Hamburg

UKE droht nach tollem Jahr eine große Verschlechterung

Auch am Universitätsklinikum Hamburg-Eppendorf (UKE) ist die finanzielle Lage wegen der Corona-Krise angespannt.

Auch am Universitätsklinikum Hamburg-Eppendorf (UKE) ist die finanzielle Lage wegen der Corona-Krise angespannt.

Foto: Imago/Hanno Bode

Eppendorfer Klinik darf sich über das beste wirtschaftliche Jahr seit Langem freuen. Doch nun droht das Corona-Szenario.

Hamburg. Durch die Corona-Krise drohen dem Universitätsklinikum Hamburg-Eppendorf erhebliche finanzielle Belastungen. Dabei war 2019 für das UKE das wirtschaftlich erfolgreichste Jahr seit 2014: Mit einem Überschuss von 3,6 Millionen Euro konnte das Vorjahresergebnis um 1,5 Millionen Euro gesteigert werden, wie das Klinikum am Montag mitteilte.

Marya Verdel, Kaufmännische Direktorin des UKE, hebt hervor, dass die wirtschaftliche Lage der deutschen Uniklinika bereits vor der Corona-Pandemie sehr angespannt war und von einer kontinuierlichen Verschlechterung geprägt sei. Laut einer Erhebung des Verbands der Universitätsklinika Deutschlands (VUD) prognostizierten nur noch sieben Prozent der Universitätskliniken in Deutschland ein positives Ergebnis. Der Jahresüberschuss des UKE stelle somit eine besondere Leistung dar.

UKE fürchtet massiven Einbruch durch Corona

"Diese wirtschaftliche Stabilität zu sichern und ein ausgeglichenes Ergebnis auch in den folgenden Jahren zu erreichen, war daher auch bereits vor der Corona-Pandemie eine außerordentliche Herausforderung", so Verdel.

Durch die Corona-Pandemie drohten nun massive Auswirkungen auf das finanzielle Ergebnis. Im Kampf gegen das Virus hätten große Universitätskliniken wie das UKE bei der Versorgung von Infizierten, der Erforschung des Virus und der Beratung der Politik die führende Rolle eingenommen.

UKE: Fehlbetrag durch ein Paradoxon

Das UKE sehe sich nun mit der paradoxen Situation konfrontiert, dass die erbrachten Höchstleistungen in Behandlung und Forschung sowie im Krisenmanagement aufgrund nicht ausreichender Ausgleichsmechanismen keinen positiven finanziellen Effekt nach sich ziehen.

Im Gegenteil: Auf Basis der derzeit gültigen, nicht ausreichenden Ausgleiche droht dem UKE für 2020 ein Fehlbetrag in zweistelliger Millionenhöhe. Dabei falle dieser Effekt aufgrund der wirtschaftlichen Stabilität des UKE im Vergleich zu anderen Unikliniken hier noch moderat aus, hieß es.

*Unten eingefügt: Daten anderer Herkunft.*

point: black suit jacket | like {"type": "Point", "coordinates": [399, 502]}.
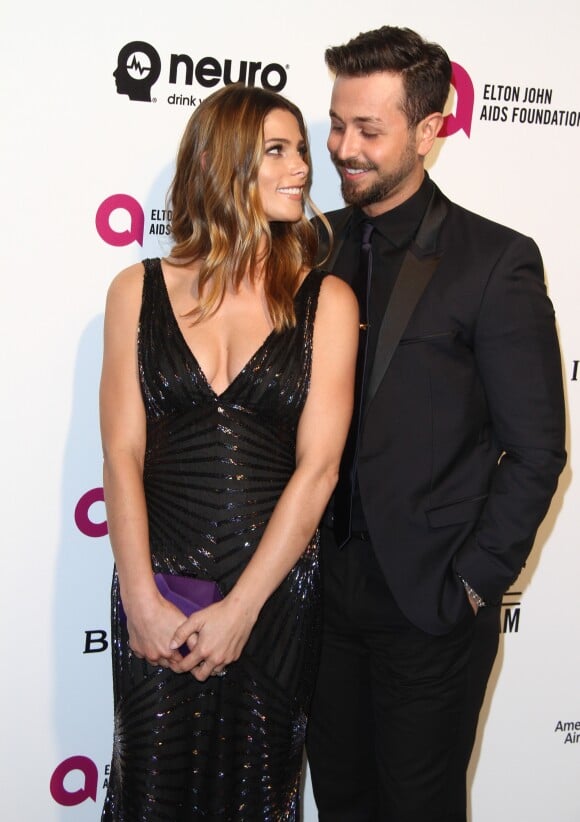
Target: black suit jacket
{"type": "Point", "coordinates": [462, 438]}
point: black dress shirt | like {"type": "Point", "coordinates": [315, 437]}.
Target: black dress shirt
{"type": "Point", "coordinates": [394, 233]}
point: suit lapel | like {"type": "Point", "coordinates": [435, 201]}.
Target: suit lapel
{"type": "Point", "coordinates": [419, 263]}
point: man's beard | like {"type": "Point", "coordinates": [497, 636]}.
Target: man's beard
{"type": "Point", "coordinates": [383, 186]}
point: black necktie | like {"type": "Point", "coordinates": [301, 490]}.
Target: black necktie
{"type": "Point", "coordinates": [347, 479]}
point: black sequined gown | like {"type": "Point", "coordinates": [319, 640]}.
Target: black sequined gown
{"type": "Point", "coordinates": [215, 466]}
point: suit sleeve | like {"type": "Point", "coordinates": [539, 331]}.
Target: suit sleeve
{"type": "Point", "coordinates": [517, 354]}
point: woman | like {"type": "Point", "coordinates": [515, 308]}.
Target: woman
{"type": "Point", "coordinates": [226, 396]}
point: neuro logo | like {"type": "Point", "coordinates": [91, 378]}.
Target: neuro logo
{"type": "Point", "coordinates": [125, 236]}
{"type": "Point", "coordinates": [82, 519]}
{"type": "Point", "coordinates": [461, 120]}
{"type": "Point", "coordinates": [138, 67]}
{"type": "Point", "coordinates": [62, 794]}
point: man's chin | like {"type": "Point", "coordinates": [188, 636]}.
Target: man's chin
{"type": "Point", "coordinates": [354, 196]}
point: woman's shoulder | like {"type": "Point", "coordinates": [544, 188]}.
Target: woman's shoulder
{"type": "Point", "coordinates": [335, 298]}
{"type": "Point", "coordinates": [126, 288]}
{"type": "Point", "coordinates": [333, 288]}
{"type": "Point", "coordinates": [130, 279]}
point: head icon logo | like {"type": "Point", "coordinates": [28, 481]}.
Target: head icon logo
{"type": "Point", "coordinates": [461, 120]}
{"type": "Point", "coordinates": [61, 793]}
{"type": "Point", "coordinates": [138, 67]}
{"type": "Point", "coordinates": [128, 204]}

UKE: Zahl der Patienten und Mitarbeiter steigt

Im vergangenen Jahr stieg sowohl die Zahl der behandelten Patienten als auch der UKE-Mitarbeiter. 2019 wurden insgesamt 511.440 Patienten versorgt (2018: 506.697), 106.433 von ihnen stationär. Die Auslastung verbesserte sich auf 85,2 Prozent (2018: 84,7 Prozent).

Die Zahl der Mitarbeiter stieg von 11.348 auf 13.560 Menschen, wobei 2019 erstmals auch alle Auszubildenden sowie aushilfsweise im UKE Beschäftigten mitgezählt wurden. Die eingeworbenen Fördergelder stiegen auf Rekordhöhe – innerhalb eines Jahres von 98,2 Millionen auf 110,8 Millionen Euro (plus 12,8 Prozent).